IT is left to a foreigner named Morten Frost to decide the fate of Malaysian badminton. With that comes the big question of where is the sport heading to under its president Tengku Tan Sri Mahaleel Tengku Ariff.
Frost, who was reportedly paid arlound RM30,000 during his previous stint (1997-2000), has been named as the technical director and will be given the task to choose his coaches. But this will only happen when Frost takes up his new role, which comes with a lucrative pay packet – something the foreigners, especially westerners who always get the best under all circumstances, in March.

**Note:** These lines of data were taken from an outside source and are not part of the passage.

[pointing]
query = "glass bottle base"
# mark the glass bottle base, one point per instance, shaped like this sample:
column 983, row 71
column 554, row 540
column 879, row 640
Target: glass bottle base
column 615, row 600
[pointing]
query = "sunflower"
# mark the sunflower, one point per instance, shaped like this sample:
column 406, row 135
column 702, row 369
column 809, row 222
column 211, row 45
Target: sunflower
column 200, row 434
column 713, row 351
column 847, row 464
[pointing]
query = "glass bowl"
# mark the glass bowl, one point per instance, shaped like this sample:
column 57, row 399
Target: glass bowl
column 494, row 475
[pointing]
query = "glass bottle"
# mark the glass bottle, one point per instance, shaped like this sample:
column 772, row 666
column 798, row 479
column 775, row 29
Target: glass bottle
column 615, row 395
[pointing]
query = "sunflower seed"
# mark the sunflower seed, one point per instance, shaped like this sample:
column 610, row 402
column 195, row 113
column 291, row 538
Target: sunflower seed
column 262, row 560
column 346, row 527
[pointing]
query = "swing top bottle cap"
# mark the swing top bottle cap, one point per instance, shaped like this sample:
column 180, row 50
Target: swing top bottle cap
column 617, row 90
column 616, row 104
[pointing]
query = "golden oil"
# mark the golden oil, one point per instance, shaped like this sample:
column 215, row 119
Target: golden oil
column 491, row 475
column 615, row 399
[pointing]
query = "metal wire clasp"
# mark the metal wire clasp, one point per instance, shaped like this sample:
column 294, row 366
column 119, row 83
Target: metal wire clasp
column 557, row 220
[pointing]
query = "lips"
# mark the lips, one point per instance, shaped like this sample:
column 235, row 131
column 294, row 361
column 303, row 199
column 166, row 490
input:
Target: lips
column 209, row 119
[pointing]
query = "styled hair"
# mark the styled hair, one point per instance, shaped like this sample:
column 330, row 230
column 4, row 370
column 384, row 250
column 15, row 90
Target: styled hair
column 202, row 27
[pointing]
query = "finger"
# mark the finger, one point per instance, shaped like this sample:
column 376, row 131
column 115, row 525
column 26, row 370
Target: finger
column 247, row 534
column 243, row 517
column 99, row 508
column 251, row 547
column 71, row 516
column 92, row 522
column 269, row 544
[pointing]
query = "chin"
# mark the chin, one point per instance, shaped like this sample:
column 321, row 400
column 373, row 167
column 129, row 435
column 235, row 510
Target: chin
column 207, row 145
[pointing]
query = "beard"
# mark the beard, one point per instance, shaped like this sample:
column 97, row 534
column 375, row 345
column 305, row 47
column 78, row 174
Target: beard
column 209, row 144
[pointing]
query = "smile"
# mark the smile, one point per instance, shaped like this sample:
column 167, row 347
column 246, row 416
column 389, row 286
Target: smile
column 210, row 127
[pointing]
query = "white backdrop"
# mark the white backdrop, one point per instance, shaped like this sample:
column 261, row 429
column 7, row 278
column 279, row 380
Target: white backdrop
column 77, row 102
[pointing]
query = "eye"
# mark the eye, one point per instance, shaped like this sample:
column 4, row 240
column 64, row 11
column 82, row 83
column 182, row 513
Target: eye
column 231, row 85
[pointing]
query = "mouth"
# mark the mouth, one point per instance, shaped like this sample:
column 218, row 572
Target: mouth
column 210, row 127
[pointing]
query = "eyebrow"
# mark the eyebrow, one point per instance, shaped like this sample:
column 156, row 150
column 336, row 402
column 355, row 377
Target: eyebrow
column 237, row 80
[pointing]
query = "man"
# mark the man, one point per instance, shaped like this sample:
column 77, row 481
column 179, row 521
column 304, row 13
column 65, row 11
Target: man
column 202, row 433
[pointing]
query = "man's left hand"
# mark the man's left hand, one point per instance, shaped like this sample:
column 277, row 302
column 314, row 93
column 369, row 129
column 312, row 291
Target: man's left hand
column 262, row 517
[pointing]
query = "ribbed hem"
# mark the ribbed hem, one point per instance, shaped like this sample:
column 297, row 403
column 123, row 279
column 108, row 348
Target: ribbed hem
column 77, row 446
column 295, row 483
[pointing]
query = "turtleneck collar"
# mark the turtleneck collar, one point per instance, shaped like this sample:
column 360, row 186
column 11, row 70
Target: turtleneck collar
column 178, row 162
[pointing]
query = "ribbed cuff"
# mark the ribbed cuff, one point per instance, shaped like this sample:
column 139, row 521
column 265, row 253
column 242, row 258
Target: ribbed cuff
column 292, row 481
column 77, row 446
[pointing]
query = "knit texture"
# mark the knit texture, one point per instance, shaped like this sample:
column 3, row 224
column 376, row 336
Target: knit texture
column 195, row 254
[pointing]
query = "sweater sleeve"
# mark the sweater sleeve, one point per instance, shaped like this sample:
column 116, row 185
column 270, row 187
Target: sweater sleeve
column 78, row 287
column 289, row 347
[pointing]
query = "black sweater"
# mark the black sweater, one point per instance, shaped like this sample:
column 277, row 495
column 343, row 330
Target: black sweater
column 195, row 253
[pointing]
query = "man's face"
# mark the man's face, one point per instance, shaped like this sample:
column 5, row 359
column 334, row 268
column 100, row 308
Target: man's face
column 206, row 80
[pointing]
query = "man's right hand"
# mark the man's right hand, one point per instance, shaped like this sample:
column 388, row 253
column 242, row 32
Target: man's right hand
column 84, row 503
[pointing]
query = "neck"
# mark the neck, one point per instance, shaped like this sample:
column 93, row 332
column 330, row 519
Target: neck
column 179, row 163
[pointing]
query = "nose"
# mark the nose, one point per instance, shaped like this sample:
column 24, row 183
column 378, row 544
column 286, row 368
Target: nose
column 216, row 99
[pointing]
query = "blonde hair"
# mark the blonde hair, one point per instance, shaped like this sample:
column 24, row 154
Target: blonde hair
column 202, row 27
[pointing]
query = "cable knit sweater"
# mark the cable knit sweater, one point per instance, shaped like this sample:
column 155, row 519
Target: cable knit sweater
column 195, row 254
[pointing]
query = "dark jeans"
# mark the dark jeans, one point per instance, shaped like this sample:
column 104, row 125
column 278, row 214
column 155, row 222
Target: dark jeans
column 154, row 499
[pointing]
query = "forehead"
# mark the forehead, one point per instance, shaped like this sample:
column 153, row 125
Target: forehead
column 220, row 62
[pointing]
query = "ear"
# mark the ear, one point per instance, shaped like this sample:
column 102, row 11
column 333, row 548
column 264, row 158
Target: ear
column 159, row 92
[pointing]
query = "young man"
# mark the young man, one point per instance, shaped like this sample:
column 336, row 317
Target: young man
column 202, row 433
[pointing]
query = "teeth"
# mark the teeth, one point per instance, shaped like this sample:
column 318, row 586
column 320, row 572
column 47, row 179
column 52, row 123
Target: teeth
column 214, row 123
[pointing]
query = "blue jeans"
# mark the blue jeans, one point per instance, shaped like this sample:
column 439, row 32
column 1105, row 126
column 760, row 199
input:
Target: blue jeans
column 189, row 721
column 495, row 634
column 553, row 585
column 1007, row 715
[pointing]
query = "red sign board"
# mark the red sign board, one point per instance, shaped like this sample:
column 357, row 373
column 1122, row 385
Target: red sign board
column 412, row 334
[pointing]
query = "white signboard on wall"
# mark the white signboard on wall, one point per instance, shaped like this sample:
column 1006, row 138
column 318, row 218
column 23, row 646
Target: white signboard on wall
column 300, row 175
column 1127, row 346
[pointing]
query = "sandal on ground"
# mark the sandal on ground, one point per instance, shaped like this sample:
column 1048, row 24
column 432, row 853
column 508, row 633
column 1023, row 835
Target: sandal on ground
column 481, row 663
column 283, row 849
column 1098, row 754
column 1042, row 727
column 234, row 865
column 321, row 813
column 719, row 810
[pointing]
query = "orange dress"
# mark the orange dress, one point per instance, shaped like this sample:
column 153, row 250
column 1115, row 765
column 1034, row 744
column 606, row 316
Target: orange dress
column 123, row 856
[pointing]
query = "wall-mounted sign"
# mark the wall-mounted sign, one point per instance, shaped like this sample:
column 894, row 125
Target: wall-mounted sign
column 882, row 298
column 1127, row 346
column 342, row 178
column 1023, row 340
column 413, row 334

Until then, the Malaysian coaches – Rashid Sidek, Tey Seu Bok, Rosman Razak, Pang Cheh Chang and Jeremy Gan – are in a lurch although they have been given a three-month extension of the contract which expired on Dec 31 last year. But there is no guarantee they will be assured of a job when Frost arrives.
The “free hand” policy accorded to the Dane leaves a big question mark. What if Morten says none of the Malaysian coaches are on par or not good enough to take Malaysian badminton to a world class level. What is there to stop Frost from bringing his own band of coaches to take over.
He reports for duty in March while the SEA Games in Singapore will be held in June and not forgetting the numerous are other tournaments that will be held by the Badminton World Federation (BWF) which will serve to qualify for the 2016 Rio de Janeiro.
But it is for everyone to see how BAM handles things as more and more players and former players, coaches and former coaches, have come out openly to criticize the national body.
The current batch of BAM coaches have been left high and dry. They knew nothing about their future until they were informed via email of a three-month extension and their roles. What is most alarming that Rashid Sidek was removed as chief coach and had to take a pay cut. Is this fair when the existing contract has been extended by three months through no fault of the coaches.
More often than not Rashid has become the “punching bag” for BAM.
Rashid and company have done the best and are capable of achieving the desired results. However, their hands are tied.
Respect has to be earned. The BAM big guns need to show respect to the coaches and players to earn respect. These big guns have to stop pointing fingers and make an innocent party the scapegoat just because the power lies in their hands.
BAM should also stop picking on players because they have taken the brave stand to voice out the shortcomings in the association.
Also why harp on spending RM50,000 to send a player to compete in 8-12 tournaments a season? If the player is not sent to compete in tournaments (it is just like parents spending money to send their son of daughter to a university for their future), where is Malaysian badminton headed to? The answer is simple: “DOOMED”.
When Malaysia’s junior chief coach Zhou Kejian from China – one of the longest serving foreign coaches in Malaysia – quit recently it spells a clear message that something is really wrong and needs urgent attention.
BAM have to look forward and become one big family to look after the welfare of the coaches and players and other staff. Don’t forget that they are making big sacrifices for the country. They too have families to care.
For starters the working environment in BAM must change, quickly, for the sake of Malaysian badminton.